About the year 1825, Constable devised a scheme greater than any he had yet floated, and the adoption of which was eventually destined to effect an entire revolution in the bookselling trade. After long study of the annual schedule of tax-payers, he established his premises clearly enough. There was undoubtedly an immense majority of respectable British families who never thought of buying a book. “Look,” he cried to Scott, “at the small class of people who pay the powder tax, what a trifle it is to each, and yet what a fortune it would bring to a bookseller! If I live for half-a-dozen years,” he continued, “I shall make it as impossible that there should not be a good library in every decent house in Great Britain, as that the shepherd’s ingle nook should want the ‘saut poke.’”
“Troth,” said Scott, “if you live you are indeed likely to be
‘The great Napoleon of the realms of print.’”
“If you outlive me,” retorted Constable, “I bespeak that line for my tombstone.... At three shillings or half-a-crown a volume every month, which must and shall sell, not by thousands, and tens of thousands, but by hundreds of thousands, and, ay, by millions! Twelve volumes in the year, a halfpenny of profit on every copy of which will make me richer than all the copyrights of all the quartos that ever were, or ever will be, hot-pressed! Twelve volumes so good that millions must wish to possess them, and so cheap that every butcher callant may have them if he pleases to let me tax him sixpence a week!”
Scott saw the feasibility of the scheme, and it was decided to start at once with a life of the “other Napoleon,” and a portion of one of the “Waverley Novels.”
But, alas! before the plan could be carried into execution, the crisis came. Lockhart received a letter from London stating that Constable’s London banker had thrown up his book, and he galloped over at once to Sir Walter’s, who smiled, re-lit his cigar, took the news coolly, and declined to believe it, and for the moment he was right.
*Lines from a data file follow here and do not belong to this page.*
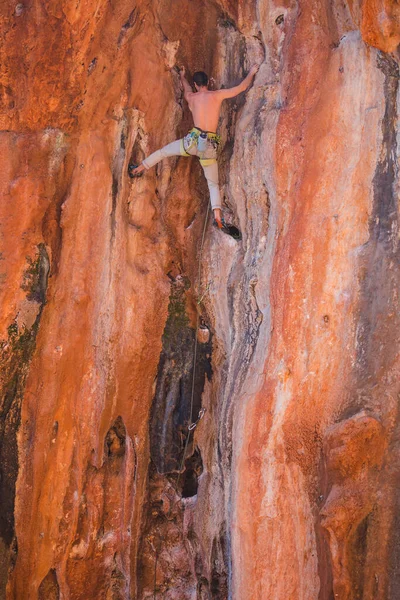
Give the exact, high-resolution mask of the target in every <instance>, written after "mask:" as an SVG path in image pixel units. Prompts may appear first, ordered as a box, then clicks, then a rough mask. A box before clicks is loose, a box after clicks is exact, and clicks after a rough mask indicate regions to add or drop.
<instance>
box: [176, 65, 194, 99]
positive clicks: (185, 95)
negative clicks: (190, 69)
mask: <svg viewBox="0 0 400 600" xmlns="http://www.w3.org/2000/svg"><path fill="white" fill-rule="evenodd" d="M185 73H186V71H185V67H181V68H180V71H179V76H180V78H181V84H182V86H183V91H184V96H185V100H186V101H187V99H188V94H193V90H192V88H191V86H190V83H189V82H188V80H187V79H186V77H185Z"/></svg>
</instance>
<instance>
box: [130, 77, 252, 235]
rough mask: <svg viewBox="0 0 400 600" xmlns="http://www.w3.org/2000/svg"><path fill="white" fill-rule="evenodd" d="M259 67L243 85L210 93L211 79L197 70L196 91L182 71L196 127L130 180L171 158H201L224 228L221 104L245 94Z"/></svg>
mask: <svg viewBox="0 0 400 600" xmlns="http://www.w3.org/2000/svg"><path fill="white" fill-rule="evenodd" d="M257 71H258V65H253V66H252V67H251V69H250V72H249V74H248V75H247V76H246V77H245V79H243V81H242V82H241V83H239V85H236V86H235V87H232V88H228V89H222V90H216V91H210V90H209V89H208V77H207V75H206V74H205V73H204V72H203V71H197V72H196V73H195V74H194V75H193V81H194V87H195V89H196V92H193V90H192V88H191V86H190V84H189V82H188V81H187V79H186V77H185V68H184V67H182V68H181V69H180V73H179V75H180V78H181V83H182V86H183V89H184V96H185V100H186V101H187V103H188V104H189V108H190V110H191V113H192V115H193V121H194V123H195V127H193V129H191V130H190V131H189V133H188V134H187V135H186V136H185V137H184V138H182V139H181V140H176V141H175V142H172V143H171V144H168V145H167V146H164V148H161V150H157V151H156V152H154V153H153V154H150V156H148V157H147V158H146V159H145V160H144V161H143V162H142V164H141V165H139V166H138V167H133V166H130V167H129V175H130V177H138V176H140V175H141V174H142V173H143V171H145V170H147V169H150V167H153V166H154V165H156V164H157V163H158V162H159V161H160V160H162V159H163V158H166V157H167V156H198V157H199V159H200V164H201V166H202V167H203V171H204V175H205V177H206V179H207V184H208V189H209V192H210V201H211V207H212V209H213V211H214V218H215V221H216V223H217V225H218V227H219V228H220V229H222V228H223V227H224V221H223V218H222V202H221V195H220V191H219V185H218V164H217V151H218V146H219V143H220V137H219V135H217V133H216V131H217V126H218V119H219V113H220V110H221V105H222V102H223V101H224V100H227V99H228V98H234V97H235V96H237V95H238V94H240V93H241V92H244V91H245V90H246V89H247V88H248V87H249V85H250V84H251V82H252V80H253V78H254V76H255V74H256V73H257Z"/></svg>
Lockhart’s account of the terrible failure in which Scott was involved is this: Whenever Constable signed a bill for the purpose of raising money among the bankers, for fear of accident, or any neglect in taking the bill up before it fell due, he deposited a counter-bill, signed by Ballantyne, on which, if need were, Constable might raise a sum of money equivalent to that for which he had pledged his word; but these counter-bills were allowed to lie in Constable’s desk till they assumed the size of a “sheaf of stamps;” and when the hour of distress came, Constable rushed with these bills to the money-changers, and thus the Ballantynes who were liable to Constable for, say £25,000, were legally liable for £50,000. Constable, in his turn, carried on the same game with the London house of Hurst, Robinson, and Co., his agents—and upon a much larger scale. They neglected their own business of bookselling and entered heavily into speculation in hops, and in the panic of the close of 1825, availed themselves of Constable’s credit, and he of the Ballantynes, and the loss descended upon their principal partner, Scott.
This account has been contradicted by the representatives of John Ballantyne, in two pamphlets, refuting Lockhart’s history of the affair, and proving their side of the question by reference to the old account books; Cadell, Constable’s quondam partner, and certainly not biassed in his favour, throws his vote in with the Ballantynes. The responsibilities they undertook were solely at the bidding of Scott, and for his benefit; and in proof of this, they quote a clause from the last deed of partnership, dated 1st April, 1822.
“The said Sir Walter Scott shall remain liable for such bills and debts as there shall be due and current.”
When the persons most interested differ vitally, it is hard to decide; however, the result of it all was, that when Hurst, Robinson, and Co. stopped payment in London, Constable failed for upwards of a quarter of a million, and the Ballantynes were also bankrupt to the extent of £88,607 19s. 9d. It was in the middle of January, 1826, that the actual crash came. Splendid and magnificent to the very last, Constable rushed off to town as fast as post-horses could carry him. He drove straight to Lockhart’s house, “and asked me,” says that gentleman, “to accompany him as soon as he could get into his carriage to the Bank of England, and support him (as a confidential friend of the author of the ‘Waverley Novels’) in his application for a loan of £100,000 to £200,000 on the security of the copyrights in his possession”—a proposal that would have rather startled the old lady of Threadneedle-street, who was, at that time of unparalleled panic, according to Mr. Huskisson’s subsequent confession in the House, on the very verge of suspending payment herself. When Lockhart refused—and, of course, without direct instructions from Sir Walter, he could not hazard such a step—Constable became livid with rage, stamped on the ground, and swore that he could and would go alone.